General Motors recently made just such a mistake, and it was a lollapalooza. Using fancy consumer surveys, its excess of professionalism, it concluded not to put a fourth door in a truck designed to serve also as the equivalent of a comfortable five-passenger car. Its competitors, more basic, had actually seen five people enter and exit cars. Moreover they had noticed that people were used to four doors in a comfortable five-passenger car and that biological creatures ordinarily prefer effort minimization in routine activies and don’t like removals of long-enjoyed benefits."

 A costly mistake for GM, but nothing compared to LTCM. Munger goes on to say the following:

"Similarly, the hedge fund known as 'Long-Term Capital Management' recently collapsed, through overconfidence in its highly leveraged methods, despite I.Q's of its principals that must have averaged 160. Smart, hard-working people aren't exempted from professional disasters from overconfidence. Often, they just go aground in the more difficult voyages they choose, relying on their self-appraisals that they have superior talents and methods."

After a few years of great returns, I'm sure investors in LTCM were feeling pretty good while not understand the risks being taken and the cliff their money was about to fall off. The fund lasted all of four plus years before it collapsed so it's hard not to chuckle at the name they chose: Long-Term Capital Management.
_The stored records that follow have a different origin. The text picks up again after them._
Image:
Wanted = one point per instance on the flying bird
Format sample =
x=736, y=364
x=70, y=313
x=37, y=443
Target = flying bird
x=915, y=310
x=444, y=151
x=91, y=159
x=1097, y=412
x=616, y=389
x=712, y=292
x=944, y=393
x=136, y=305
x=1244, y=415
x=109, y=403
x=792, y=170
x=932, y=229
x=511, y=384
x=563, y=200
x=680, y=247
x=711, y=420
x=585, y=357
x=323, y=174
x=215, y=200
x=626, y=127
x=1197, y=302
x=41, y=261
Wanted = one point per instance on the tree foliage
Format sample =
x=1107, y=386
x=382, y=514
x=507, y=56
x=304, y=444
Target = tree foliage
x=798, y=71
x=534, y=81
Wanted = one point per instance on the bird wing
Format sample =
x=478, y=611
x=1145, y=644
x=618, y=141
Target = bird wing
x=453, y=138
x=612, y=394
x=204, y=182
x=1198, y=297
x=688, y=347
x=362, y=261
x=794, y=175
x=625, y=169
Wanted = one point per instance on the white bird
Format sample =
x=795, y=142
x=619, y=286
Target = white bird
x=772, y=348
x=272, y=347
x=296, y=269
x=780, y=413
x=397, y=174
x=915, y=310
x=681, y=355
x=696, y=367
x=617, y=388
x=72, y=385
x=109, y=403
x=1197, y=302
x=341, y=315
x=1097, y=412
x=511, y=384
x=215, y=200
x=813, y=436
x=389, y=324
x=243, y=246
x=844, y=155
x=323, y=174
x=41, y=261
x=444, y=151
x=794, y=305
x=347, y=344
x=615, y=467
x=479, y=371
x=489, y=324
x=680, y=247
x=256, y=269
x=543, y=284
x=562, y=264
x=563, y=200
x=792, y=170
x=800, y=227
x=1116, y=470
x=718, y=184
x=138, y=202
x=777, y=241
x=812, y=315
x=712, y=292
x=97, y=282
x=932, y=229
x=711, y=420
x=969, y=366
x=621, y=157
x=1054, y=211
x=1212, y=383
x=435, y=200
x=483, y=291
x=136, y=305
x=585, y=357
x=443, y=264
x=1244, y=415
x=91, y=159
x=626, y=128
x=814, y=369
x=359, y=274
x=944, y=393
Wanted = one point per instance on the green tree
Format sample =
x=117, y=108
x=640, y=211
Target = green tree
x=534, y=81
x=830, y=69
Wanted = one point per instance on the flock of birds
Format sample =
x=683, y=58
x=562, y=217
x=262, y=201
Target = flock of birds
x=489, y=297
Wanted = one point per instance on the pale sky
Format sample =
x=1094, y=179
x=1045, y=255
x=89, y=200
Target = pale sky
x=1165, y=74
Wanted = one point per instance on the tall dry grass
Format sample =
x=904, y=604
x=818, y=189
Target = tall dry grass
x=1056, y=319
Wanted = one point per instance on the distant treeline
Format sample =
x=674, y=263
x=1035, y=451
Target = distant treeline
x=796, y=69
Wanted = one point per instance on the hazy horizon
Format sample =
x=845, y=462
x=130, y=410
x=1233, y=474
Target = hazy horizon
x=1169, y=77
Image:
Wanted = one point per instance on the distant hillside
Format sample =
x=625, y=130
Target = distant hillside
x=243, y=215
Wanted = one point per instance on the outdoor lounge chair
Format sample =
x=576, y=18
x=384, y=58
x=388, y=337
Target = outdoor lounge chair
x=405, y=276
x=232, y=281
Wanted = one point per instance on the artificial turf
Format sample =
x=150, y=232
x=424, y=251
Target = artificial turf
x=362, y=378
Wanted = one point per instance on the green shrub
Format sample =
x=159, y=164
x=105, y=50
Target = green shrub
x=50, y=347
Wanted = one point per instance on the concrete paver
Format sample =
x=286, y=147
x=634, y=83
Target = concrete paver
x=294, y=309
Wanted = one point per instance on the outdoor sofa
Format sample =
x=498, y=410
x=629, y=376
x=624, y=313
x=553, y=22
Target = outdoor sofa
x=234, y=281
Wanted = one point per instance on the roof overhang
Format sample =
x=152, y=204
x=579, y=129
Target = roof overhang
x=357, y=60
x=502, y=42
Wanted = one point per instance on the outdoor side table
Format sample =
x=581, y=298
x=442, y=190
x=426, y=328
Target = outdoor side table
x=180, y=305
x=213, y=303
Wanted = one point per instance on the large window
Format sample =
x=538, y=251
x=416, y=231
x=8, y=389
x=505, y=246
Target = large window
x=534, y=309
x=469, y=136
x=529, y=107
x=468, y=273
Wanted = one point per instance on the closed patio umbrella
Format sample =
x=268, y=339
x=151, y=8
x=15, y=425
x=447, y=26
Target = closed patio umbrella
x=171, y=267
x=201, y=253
The value of $1,000 invested in LTCM, the Dow Jones Industrial Average, and invested monthly in U.S. Treasuries at constant maturity.

Deciding to use "Long-Term" in the name of a highly leveraged*, speculative, $ 100 billion fund that used complex mathematical models in what ended up being a failed attempt to profit from fixed income arbitrage is pretty awesome.

Adam

Munger's speech to the Foundation Financial Officers Group - 1998

Related posts:
"Nothing But Costs"
When Genius Failed...Again
Smart Money?
The Madness of Crowds
Max Planck: Resistance of the Human Mind

* Prior to the collapse LTCM had ~ $ 400 million of capital. With more than $ 100 billion of assets that meant the leverage ratio was ~250 to 1. The Federal Reserve Bank of New York organized a bailout to avoid a wider collapse in the financial markets. The partners had $1.9 billion of their own money invested in LTCM. They lost all of it.